The main challenge to any professional and/or academic qualification is achieving industry relevance. One of my ACII tutors, and a practitioner in the Saudi market for many years, used to say the ability to successfully sit for a set of FCII exams (it was by examination then!) on a particular day did not provide him with a seal of competence in his day to day work. Continuously and professionally applying oneself does. There is a lot that the CII and similar institutions can and should be learning directly from their members outside the UK by interacting directly with them to make qualifications and continuous professional education more relevant.
How relevant is the Chartered Insurance Institute to the region?
In attempting to answer this question I would divide it into two questions, i.e. how relevant are its insurance qualifications and CPD (including ethics) regime to the insurance industry and how relevant do I, as an overseas member, perceive CII to be. A reply to both questions would succinctly capture what the CII means to me.

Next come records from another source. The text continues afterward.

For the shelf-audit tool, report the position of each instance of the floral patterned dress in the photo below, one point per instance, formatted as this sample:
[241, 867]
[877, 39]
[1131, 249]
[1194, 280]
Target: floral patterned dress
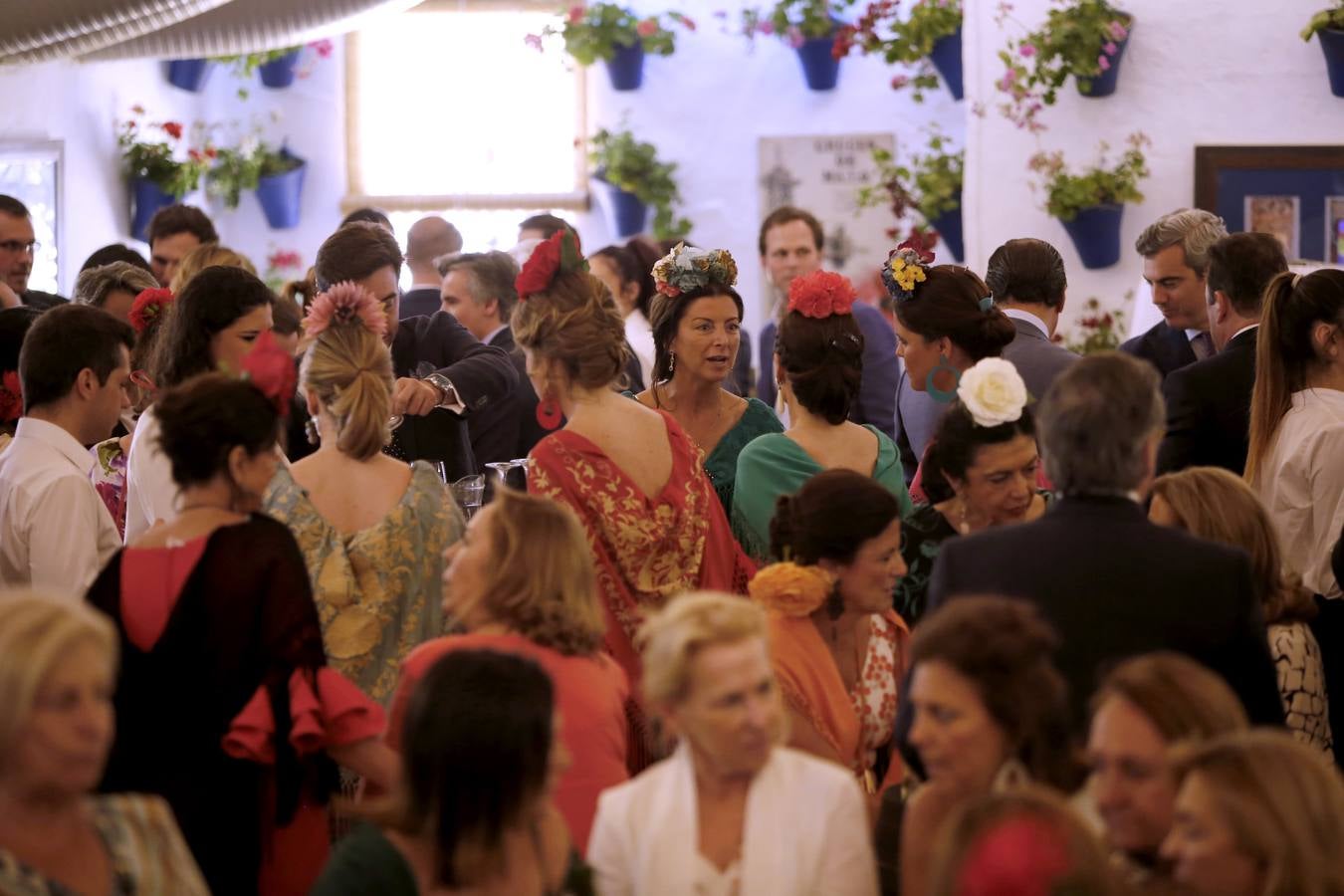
[378, 590]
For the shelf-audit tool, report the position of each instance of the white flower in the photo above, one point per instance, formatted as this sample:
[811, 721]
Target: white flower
[992, 391]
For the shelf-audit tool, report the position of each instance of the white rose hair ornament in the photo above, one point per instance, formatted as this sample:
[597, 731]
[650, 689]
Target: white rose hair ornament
[687, 269]
[992, 392]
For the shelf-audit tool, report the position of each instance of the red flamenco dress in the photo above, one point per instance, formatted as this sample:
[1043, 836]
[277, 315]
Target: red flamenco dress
[225, 702]
[647, 549]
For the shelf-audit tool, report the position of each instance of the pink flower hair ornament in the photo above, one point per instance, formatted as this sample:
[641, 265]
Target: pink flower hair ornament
[345, 303]
[821, 295]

CII qualifications proved to be a passport both for career advancement and also for international employment. A CII qualification is a form of ‘hard currency’ in insurance internationally. However, for career advancement a qualification has little meaning unless supplemented with market practice and/or relevance. The two go hand in hand. Therefore it is encouraging to note that in certain instances, such as in Takaful Insurance, training material is becoming less U.K.-centric. Almost a decade ago there was also a common attempt by the Institute for Global Insurance Education (of which all the major professional insurance institutes are members) to achieve commonality at least at entry-level. The success of this seems to have been limited. More still needs to be achieved. For example, English Law is of little relevance to the Middle East market which has a different system of law and also has sufficient insurance case law that actually supports the same fundamental principles of insurance. More research and development and ‘localised’ academic (as opposed to commercial) partnerships are required in this respect to make CII qualifications more internationally relevant. The CII needs to be engaging its members directly and meaningfully within the regions. The (UK) Institute of Risk Management is doing this with a certain degree of success through its regional groups. All members within the regional groups participate on a pro-bona basis.
Whereas the CII qualification is largely perceived as an internationally respected insurance qualification, the CII itself, as an institute, regrettably may not always share the same level of respect overseas. Although overseas members account for over 15% of the whole CII membership which exceeds 100,000 members and overseas members serve on sub-servant committees, a glass ceiling in the form of CII rules precludes overseas members from holding higher office in the CII echelons such as the CII Council. A vacancy notice on the CII website for a CII council position clearly states that, “candidates must be based in the UK.” This perhaps serves to perpetuate a less cooperative approach to international development in the eyes of overseas members.
The Aldermanbury Declaration, although well-meaning, is another example of U.K-centricity in its requirements. These and other similar examples do not help the CII’s quest to become an internationally relevant professional institution in the eyes of overseas members. This is not to say that the CII is not attracting international members. But, more can be achieved with a different tone from the top.
Therefore, wrapping the above two issues into the original question, the CII has a lot to offer in terms of qualifications and professional development but a radical change is required in its constitution and/or institutional format to be perceived as more internationally relevant.
Do we really need ACIIs in the region? Or, are their qualifications only, “nice to have”? I firmly believe in the old adage, “If you think education is expensive, try ignorance!” and would have to firmly say, “Aye, as a minimum, we need more ACIIs and similarly qualified practitioners in the Middle East.”